Does it look interesting to you?
Thanks, yes I applied and was accepted for the caregiver study C2C. Hoping to begin to see viable solutions by participating.
Thanks, I think rescheduling some things may freshen things up a bit. I am blessed that the Seroquel helps her sleep late so I have about two hours of alone time most mornings.
Chris20 - This forum will save you in so many ways. I have tried to remain upbeat and positive, but am currently in a slump, maybe a bit of depression, so I think I can relate to your situation as well. Like you, we do have relatives, but zero help. They would like a little money though...or something of value. I finally realized that these "relatives" were better kept at a distance when for years they had no interest in visiting, only when they got wind of husband's "changes" did they get hot for some one on one time. Guess I'm saying that you might just count that as a blessing that they don't want to come around. At least they're up front about it. I'm currently searching for someone I can TRUST to come in and take care of my husband for several hours. This needs to NOT be a relative, they've already shown their true selves. I really can't ask the church, we haven't been in years. He got uncomfortable going anywhere. We're home at least 6 out of 7 days most weeks with a mandatory run to take trash to the dumpsters, check the P.O. Box and take care of anything else that needs such as banking and or the grocery store or farmer's market. I was reminded recently to write my list of what I'm grateful for in my life and that actually does help. Write that list and review it often. I talk to God a lot throughout each and every day, that too helps. Don't forget He is always there, doesn't matter the hour or the circumstance. Then you've got this forum, there's some good people here and they know what you're up against. Most of them have already walked in those same shoes you're now in. They get it. I get it. Whine, vent, ask for suggestions....someone will chime in. You're not doing anything wrong, it's ok to feel the way you do, resentment and anger, disappointment that this is happening....tell me about it. He slept until 10:00 a.m. this morning and I was ecstatic. There's one I never imagined before all of this started. Write out what you're going through, it helps.

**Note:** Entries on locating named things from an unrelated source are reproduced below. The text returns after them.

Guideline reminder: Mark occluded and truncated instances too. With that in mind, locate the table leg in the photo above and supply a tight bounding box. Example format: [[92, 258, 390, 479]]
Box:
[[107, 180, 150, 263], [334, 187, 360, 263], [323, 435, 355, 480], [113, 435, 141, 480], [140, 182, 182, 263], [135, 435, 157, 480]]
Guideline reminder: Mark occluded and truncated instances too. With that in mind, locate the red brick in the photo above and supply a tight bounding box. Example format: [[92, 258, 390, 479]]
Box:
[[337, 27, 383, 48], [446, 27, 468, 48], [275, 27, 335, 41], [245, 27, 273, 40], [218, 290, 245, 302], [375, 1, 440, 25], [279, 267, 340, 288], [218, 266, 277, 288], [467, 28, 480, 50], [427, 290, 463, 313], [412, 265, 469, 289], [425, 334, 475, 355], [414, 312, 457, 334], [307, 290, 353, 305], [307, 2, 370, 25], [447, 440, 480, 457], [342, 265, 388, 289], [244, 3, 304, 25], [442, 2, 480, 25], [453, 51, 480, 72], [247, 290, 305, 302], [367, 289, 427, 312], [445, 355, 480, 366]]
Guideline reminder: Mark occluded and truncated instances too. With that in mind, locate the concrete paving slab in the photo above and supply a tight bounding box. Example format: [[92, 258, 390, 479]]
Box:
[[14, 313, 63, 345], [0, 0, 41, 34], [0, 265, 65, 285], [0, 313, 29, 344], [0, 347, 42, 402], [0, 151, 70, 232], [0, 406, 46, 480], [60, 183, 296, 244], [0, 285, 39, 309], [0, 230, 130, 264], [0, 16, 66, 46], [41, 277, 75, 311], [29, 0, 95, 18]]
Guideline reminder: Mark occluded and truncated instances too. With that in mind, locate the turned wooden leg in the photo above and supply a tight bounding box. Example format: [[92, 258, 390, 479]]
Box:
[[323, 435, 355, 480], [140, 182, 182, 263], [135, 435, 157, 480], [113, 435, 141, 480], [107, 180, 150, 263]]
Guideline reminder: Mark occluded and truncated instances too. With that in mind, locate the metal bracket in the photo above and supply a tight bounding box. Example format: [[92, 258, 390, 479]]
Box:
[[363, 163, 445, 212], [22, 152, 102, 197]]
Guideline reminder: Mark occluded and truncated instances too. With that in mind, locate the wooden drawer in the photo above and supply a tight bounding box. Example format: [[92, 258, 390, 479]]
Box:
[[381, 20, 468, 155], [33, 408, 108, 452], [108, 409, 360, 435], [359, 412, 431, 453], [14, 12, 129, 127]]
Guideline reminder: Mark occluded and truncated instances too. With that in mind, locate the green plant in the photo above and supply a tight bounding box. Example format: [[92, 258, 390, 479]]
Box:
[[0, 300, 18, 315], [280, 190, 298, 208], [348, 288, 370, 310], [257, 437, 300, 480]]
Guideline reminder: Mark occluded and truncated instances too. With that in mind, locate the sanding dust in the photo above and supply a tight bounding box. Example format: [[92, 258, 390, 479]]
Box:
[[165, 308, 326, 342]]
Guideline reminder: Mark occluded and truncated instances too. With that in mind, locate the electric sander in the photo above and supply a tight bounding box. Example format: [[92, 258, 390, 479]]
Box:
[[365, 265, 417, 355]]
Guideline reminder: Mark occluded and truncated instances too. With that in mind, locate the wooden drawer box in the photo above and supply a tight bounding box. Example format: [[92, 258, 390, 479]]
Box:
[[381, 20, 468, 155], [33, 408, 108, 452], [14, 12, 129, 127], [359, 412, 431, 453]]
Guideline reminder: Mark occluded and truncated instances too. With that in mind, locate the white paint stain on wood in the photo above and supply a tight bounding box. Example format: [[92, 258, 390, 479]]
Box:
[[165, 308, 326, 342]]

Thank you so much for your thoughtful response. It didn't occur to me that I am really better off without their help, so I see that is probably the case in my situation. I started a year ago making a gratitude list of five things I am grateful for. I now have a very long list of reasons to be positive no matter what. When I am in a dark mood, I review that list and it brings some uplifting, at least temporarily. Your encouragement means a lot. I too use prayer every day, especially the serenity prayer. Wisdom to know the difference between things we can change and things we cannot, is critical.